The post office on Tanera Mòr used to issue its own stamps. You stuck one on your postcard, added a regular UK stamp, dropped it in the box on the island, and the local mail boat carried it across to the mainland for forwarding. The Summer Isles Philatelic Bureau started doing this in 1970. Collectors loved them; the stamps became items in their own right. Then in 2013 the printing stopped, the islands changed hands, and the cafe and post office closed. A new owner has plans for a holiday resort. A decade on, nothing has come of them. The islands today are quieter than they have been in living memory.
Tanera Mòr is the largest of the Summer Isles and the only one with any kind of recent history of settlement. It has no roads, just a path around the Anchorage - the sheltered bay on the east side - where boats from Achiltibuie and Ullapool drop visitors. Scattered around it are dozens of smaller islands and skerries: Tanera Beag, Priest Island (Eilean a' Chlèirich) further out, Horse Island, Isle Martin, Isle Ristol. Most are uninhabited tussocks of grass and rock where seabirds nest by the thousand. Since 2014 the entire archipelago has been owned by the financier Ian Wace, who acquired it with the intention of building a resort - an intention that, as of this season, remains intention only.
Non-landing boat trips run in summer from two operators: Shearwater Cruises from Ullapool and Summer Isles Sea Tours from Badentarbet Pier in Achiltibuie. The trips loop among the islands, usually stopping for an hour or two off Tanera Mòr while passengers watch for wildlife, but they do not put passengers ashore. Landing requires the owner's permission, which is not routinely given. The waters are extraordinary - clear and cold and full of life. Dolphins and porpoises hunt mackerel near the surface. Grey seals haul out on the smaller skerries. Sea-birds work the cliffs in numbers that surprise visitors used to mainland coasts. Line fishing is permitted in the surrounding seas.

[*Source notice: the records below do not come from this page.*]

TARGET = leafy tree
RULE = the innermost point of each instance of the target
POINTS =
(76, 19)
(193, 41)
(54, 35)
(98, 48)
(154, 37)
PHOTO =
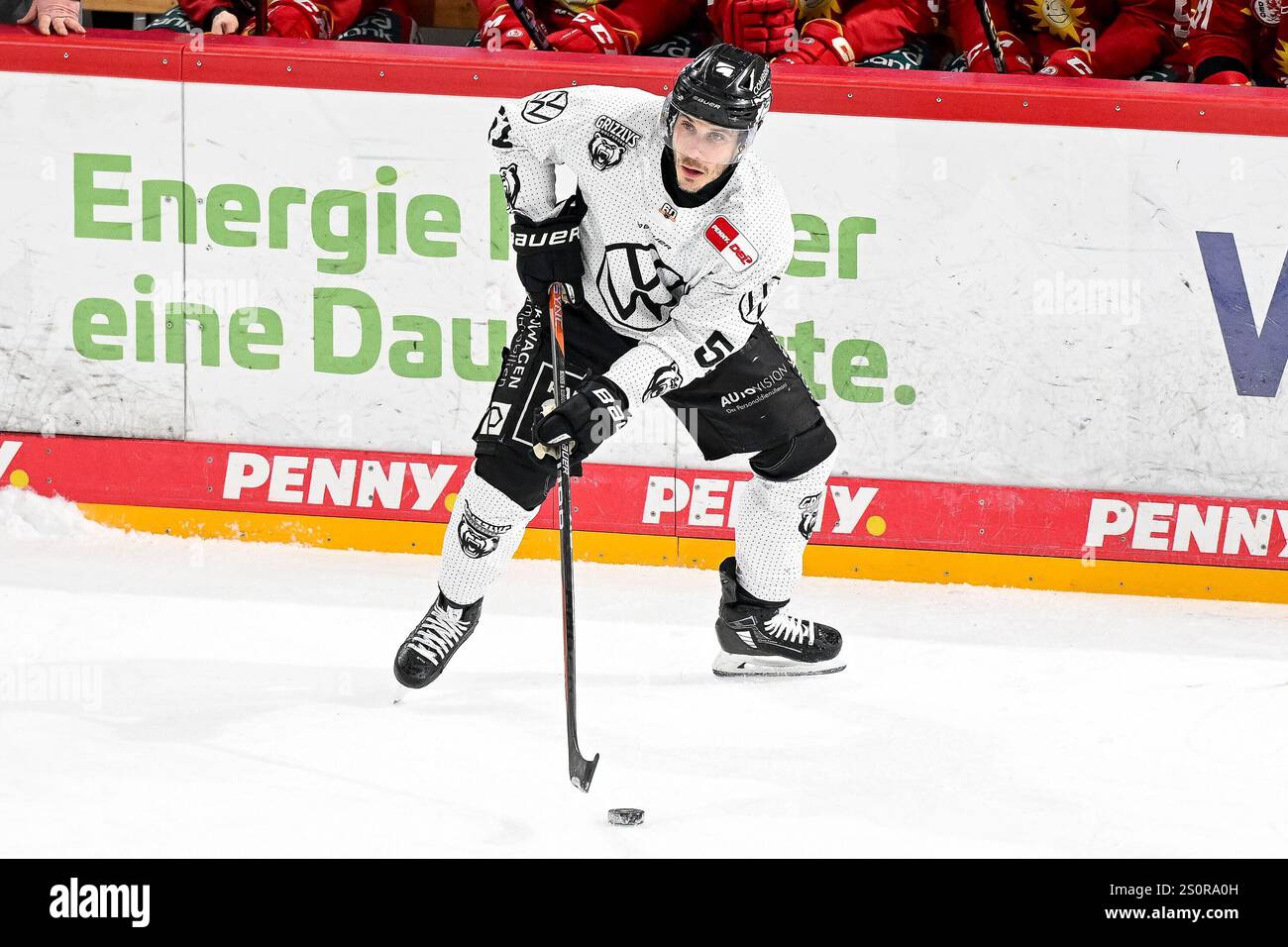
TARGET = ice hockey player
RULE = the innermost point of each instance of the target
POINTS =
(673, 244)
(872, 34)
(1072, 39)
(1239, 44)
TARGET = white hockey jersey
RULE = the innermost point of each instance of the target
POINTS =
(690, 282)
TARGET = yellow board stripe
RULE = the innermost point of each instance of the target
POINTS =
(848, 562)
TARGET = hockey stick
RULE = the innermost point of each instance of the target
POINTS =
(580, 771)
(532, 25)
(986, 17)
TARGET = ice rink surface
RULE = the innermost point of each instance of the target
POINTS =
(187, 697)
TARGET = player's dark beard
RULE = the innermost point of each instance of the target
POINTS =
(686, 198)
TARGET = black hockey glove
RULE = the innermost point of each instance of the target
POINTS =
(585, 420)
(550, 252)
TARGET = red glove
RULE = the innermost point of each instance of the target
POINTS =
(822, 44)
(1016, 55)
(758, 26)
(301, 18)
(592, 33)
(502, 30)
(1069, 63)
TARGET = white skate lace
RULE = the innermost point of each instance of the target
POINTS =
(785, 626)
(436, 635)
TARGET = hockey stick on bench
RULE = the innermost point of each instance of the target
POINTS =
(532, 25)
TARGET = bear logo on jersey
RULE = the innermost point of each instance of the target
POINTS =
(665, 379)
(478, 538)
(500, 133)
(546, 106)
(604, 153)
(809, 514)
(638, 289)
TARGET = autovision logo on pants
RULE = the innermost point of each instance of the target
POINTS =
(101, 902)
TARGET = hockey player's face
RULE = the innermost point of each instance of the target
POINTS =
(702, 151)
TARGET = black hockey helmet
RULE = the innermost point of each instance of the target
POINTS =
(725, 86)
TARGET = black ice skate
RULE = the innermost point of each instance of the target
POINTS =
(759, 638)
(433, 642)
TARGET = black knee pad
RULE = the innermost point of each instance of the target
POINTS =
(518, 474)
(803, 453)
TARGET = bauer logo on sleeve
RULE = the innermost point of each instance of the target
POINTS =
(733, 247)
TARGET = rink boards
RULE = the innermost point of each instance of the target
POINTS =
(1046, 318)
(868, 528)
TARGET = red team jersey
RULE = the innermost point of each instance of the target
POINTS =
(318, 20)
(588, 26)
(1232, 38)
(876, 26)
(1120, 38)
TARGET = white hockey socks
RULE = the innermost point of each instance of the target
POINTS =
(481, 539)
(773, 527)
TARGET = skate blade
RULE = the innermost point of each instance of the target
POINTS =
(755, 667)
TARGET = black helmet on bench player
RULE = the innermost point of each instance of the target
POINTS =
(726, 86)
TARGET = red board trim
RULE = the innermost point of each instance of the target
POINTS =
(645, 501)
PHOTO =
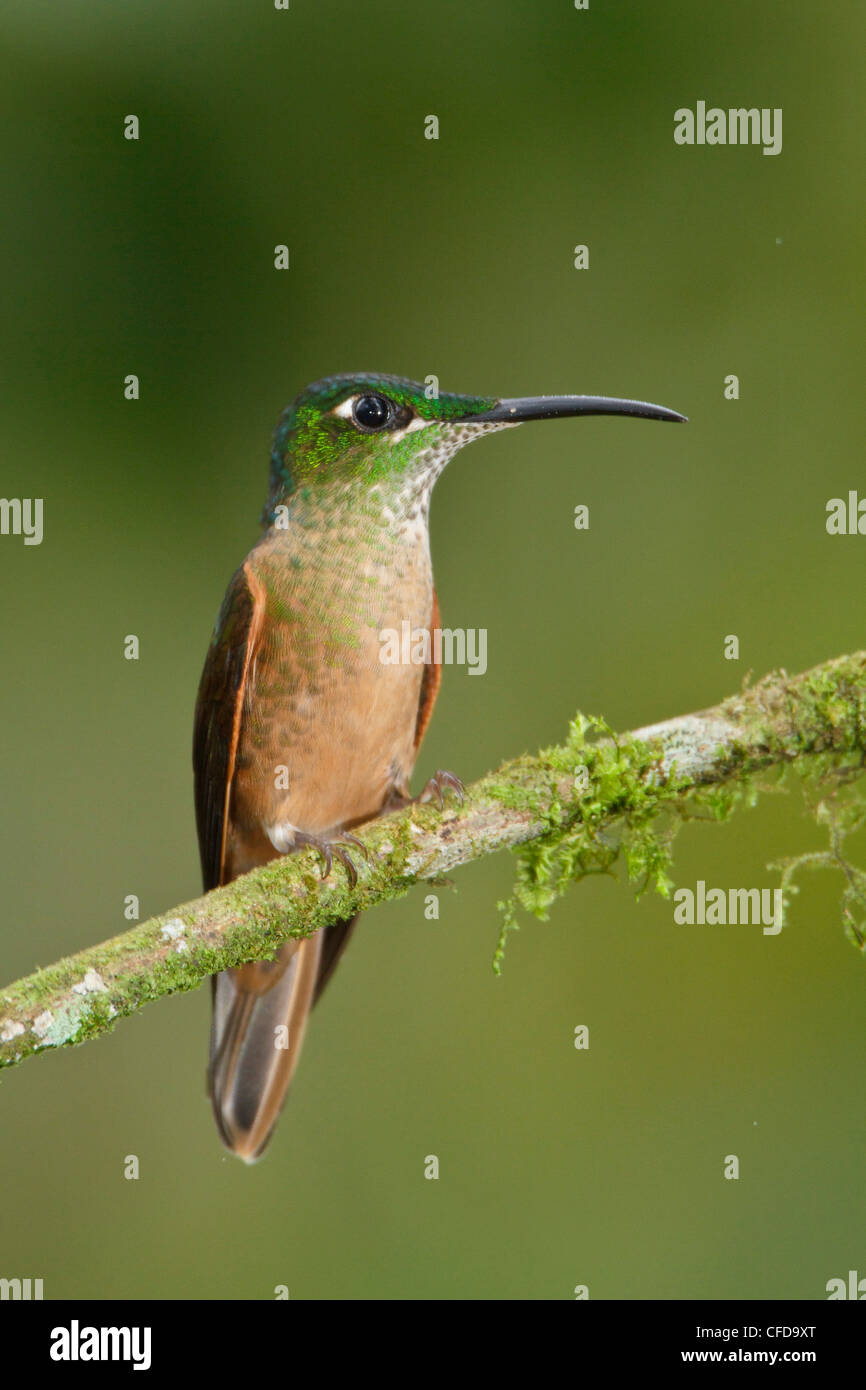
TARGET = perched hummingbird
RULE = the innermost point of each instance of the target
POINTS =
(302, 731)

There was, for a long time, a cafe on Tanera Mòr. There was a post office. There were five rental cottages. There were seasonal residents who ran the salmon farm and printed the stamps and took tourists' money for tea and shortbread. None of it is operating now. As of 2024, the cottages were not available. The cafe was closed. The mobile network does not reach the islands - no carrier, no signal, nothing. If you visit by boat trip, you bring everything you need, including water, and you bring it back out with you. The islands have always been remote. What changed under the new ownership is that they are also empty.
Most boat trips leave from Achiltibuie, a strung-out crofting township on the Coigach peninsula across the water. The drive there from Ullapool is a slow, winding affair on single-track roads, with passing places and the occasional Highland cow blocking the route. The reward at the end is one of the great views in Scotland: the whole arc of the Summer Isles laid out in the bay, with the Atlantic beyond and Cul Mor and Stac Pollaidh rising sharply behind the village. The musician Mairearad Green grew up here, looking at this same view, and named an album for it. On a clear evening the islands turn gold and the water turns dark blue, and you understand why the Norse called them what they did.
The Summer Isles centre on 58.03°N, 5.45°W, in the mouth of Loch Broom. From the air the archipelago is unmistakable: a tight cluster of islands and skerries with Tanera Mòr the largest among them. Nearest airport is Inverness (EGPE), approximately 75 nm to the southeast. Stornoway (EGPO) on Lewis lies roughly 50 nm west across the Minch. Recommended viewing altitude 2,000-4,000 ft. Atlantic weather changes fast - clear morning visibility often deteriorates into low cloud and squalls by mid-afternoon.